Стукнула защелка замка. И Никитин, оставшись один, запер дверь, посидел в кресле, заранее мучаясь бессилием, затяжным одиночеством бессонницы, после взял таблетку димедрола, оставленную Самсоновым на тумбочке, запил ее коньяком и стал раздеваться, думая томительно:
«Что ж, разговора, в сущности, не получилось – оба мы остались недовольны собой и друг другом. Я хотел иного разговора. Но, кажется, он и любит, и ревнует меня, и не может через что-то переступить. Как глупо все, как это идиотски неприятно! Выспаться бы, забыть этот разговор к черту, встать свежим, спокойным, утром увидеть госпожу Герберт – и все станет яснее. Эмма, Эмма? Нет, никак не рассчитывал. Никогда не предполагал! Воистину неисповедимы пути и мир тесен?.. Неужели госпожа Герберт – та самая Эмма? Что же это со мной?..»

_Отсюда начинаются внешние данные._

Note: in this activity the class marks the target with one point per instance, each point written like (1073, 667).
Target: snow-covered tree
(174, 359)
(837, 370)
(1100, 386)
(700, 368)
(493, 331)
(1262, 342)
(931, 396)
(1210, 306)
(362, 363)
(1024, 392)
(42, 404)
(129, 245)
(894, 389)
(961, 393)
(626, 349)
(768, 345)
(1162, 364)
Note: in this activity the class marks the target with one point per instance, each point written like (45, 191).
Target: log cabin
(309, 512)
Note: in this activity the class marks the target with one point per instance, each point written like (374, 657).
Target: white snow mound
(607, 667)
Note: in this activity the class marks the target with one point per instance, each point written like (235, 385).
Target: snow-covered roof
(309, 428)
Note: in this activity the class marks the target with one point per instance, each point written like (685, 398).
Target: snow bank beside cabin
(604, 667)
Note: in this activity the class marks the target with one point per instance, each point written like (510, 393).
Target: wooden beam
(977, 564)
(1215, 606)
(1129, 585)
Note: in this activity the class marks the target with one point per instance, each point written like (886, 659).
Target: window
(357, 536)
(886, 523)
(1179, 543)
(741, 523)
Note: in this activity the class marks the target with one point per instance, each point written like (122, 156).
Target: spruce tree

Он разделся, закурил сигарету и перед тем, как лечь, в пижаме, босой, подошел по теплому синтетическому ковру к приемнику, из которого звучала в полутьме, вытекала назойливой струйкой музыка, поискал кнопку выключателя – и тут громкий, непрерывный стук в дверь заставил его обернуться, крикнуть:
– Кто там? Ты, Платон? Что случилось?
– Я, открой!
Он, немного удивленный, отпер дверь – неуклюже зацепившись плечом за косяк, взъерошенной глыбой ввалился Самсонов и, хлопая тапочками по голым пяткам, заходил суетливо по номеру, проявляя несоразмерную для своего крупного тела подвижность; он, видимо, возвращался бегом и еще задыхался, говоря настигающим какую-то мысль голосом:
– Вот что я вспомнил, Вадим, вот что; тот немец, этот журналист, главный редактор издательства, как его… Дицман, Дицман… Помнишь, он задал тебе вопрос, будто встречал, видел тебя в Берлине, в сорок пятом… Ты вопрос этот помнишь? Когда зашла речь о войне… Ты помнишь все ясно?
– Да, помню.
– И тогда он еще спросил меня, где я воевал. И повторил что-то такое непонятное, несуразное насчет тебя. Ты хорошо запомнил тот странный разговор? С какими-то все было намеками, с какими-то переглядками с госпожой Герберт! Потом он ушел… этот подозрительный сексуальный философ, который еще чековой книжечкой перед тобой потрясал! Змеиная улыбочка, пальцы как червяки, нюхает сигареты… Что же за намеки он делал, Вадим? Зачем? Какую цель преследовал? Ты помнишь, как он подвел разговор к тому, что ты не способен убить немца? Это был какой-то льстивый комплимент!..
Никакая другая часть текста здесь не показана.